A new type of surgery can help amputees control their remaining muscles and sense where their "phantom" limb is in space.
This should mean better control of prosthetic limbs, as well as less pain for patients, according to a study of the new procedure.
Researchers at the Massachusetts Institute of Technology (MIT) said that most amputations sever the muscle pairs that control affected joints, such as elbows or ankles.
But connecting those pairs again allows them to retain their normal 'push-pull' relationship, giving amputees better sensory feedback.
The study included 15 amputees who received the new procedure - agonist-antagonist myoneural interface (AMI) - for amputations below the knee, and seven patients who had traditional amputations.
Researchers measured the precision of movement in the ankle and a foot joint after amputation.
The patients in the first group were able to control their muscles more precisely, also saying they felt more freedom of movement and less pain in the affected limb.
During surgery, this group had two sets of muscles reconnected - the muscles controlling the ankle and the muscles controlling the subtalar joint - which allows the sole of the foot to tilt.
Shriya Srinivasan, lead author of the study, said: "Both our study and previous studies show that the better patients can dynamically move their muscles, the more control they're going to have.
"The better a person can actuate muscles that move their phantom ankle, for example, the better they're actually able to use their prostheses."
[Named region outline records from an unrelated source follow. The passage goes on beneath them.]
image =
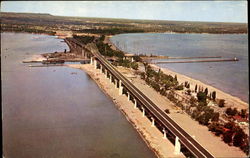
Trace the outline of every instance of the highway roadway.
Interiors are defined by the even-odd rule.
[[[74,42],[76,40],[73,40]],[[80,42],[76,42],[79,46],[84,47]],[[95,44],[92,47],[96,47]],[[97,49],[97,48],[96,48]],[[203,148],[196,140],[194,140],[186,131],[184,131],[176,122],[174,122],[164,111],[155,105],[147,96],[145,96],[138,88],[136,88],[126,77],[124,77],[109,61],[107,61],[99,52],[98,49],[92,52],[99,62],[122,84],[126,89],[147,108],[150,113],[171,131],[175,136],[179,137],[179,141],[188,150],[198,158],[213,158],[214,156]]]

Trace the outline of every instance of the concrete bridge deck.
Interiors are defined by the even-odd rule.
[[[155,105],[147,96],[145,96],[139,89],[137,89],[126,77],[124,77],[116,68],[111,65],[98,51],[94,43],[83,45],[75,39],[66,39],[74,47],[84,48],[84,54],[91,58],[91,64],[95,68],[99,68],[110,82],[114,82],[119,88],[119,94],[123,94],[124,90],[127,92],[128,99],[134,102],[135,107],[141,108],[143,114],[148,113],[152,117],[152,121],[160,124],[162,127],[164,137],[166,137],[167,130],[175,137],[175,148],[178,154],[181,150],[181,144],[184,145],[195,157],[212,158],[214,157],[205,148],[203,148],[196,140],[193,139],[187,132],[185,132],[177,123],[175,123],[164,111]],[[78,48],[78,49],[79,49]],[[133,98],[133,99],[132,99]]]

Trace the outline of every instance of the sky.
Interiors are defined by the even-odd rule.
[[[247,1],[2,1],[1,12],[248,23]]]

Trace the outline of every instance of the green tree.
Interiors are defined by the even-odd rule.
[[[244,139],[247,138],[247,135],[243,132],[242,129],[239,129],[236,133],[235,136],[233,138],[233,145],[240,147],[243,145],[244,143]]]
[[[224,99],[219,100],[219,107],[220,108],[225,107],[225,100]]]
[[[220,114],[218,112],[213,113],[211,121],[218,122],[220,118]]]
[[[227,144],[230,144],[233,141],[234,132],[227,131],[223,134],[223,141]]]
[[[215,92],[215,91],[212,92],[212,99],[213,99],[213,100],[216,99],[216,92]]]
[[[204,92],[198,92],[197,99],[199,102],[206,102],[207,95]]]
[[[204,93],[205,93],[206,95],[208,94],[208,89],[207,89],[207,88],[205,89]]]
[[[247,110],[246,109],[241,109],[240,116],[242,118],[245,118],[247,116]]]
Another version of the surgery is being developed for other types of amputations, including above the knee and above and below the elbow.
The researchers have also developed a version that can be used for people who have already had a traditional amputation.
This involves grafting small parts of muscle to serve as the agonist and antagonist muscles for an amputated joint. It is called regenerative AMI.
The study is published in Proceedings of the National Academy of Sciences.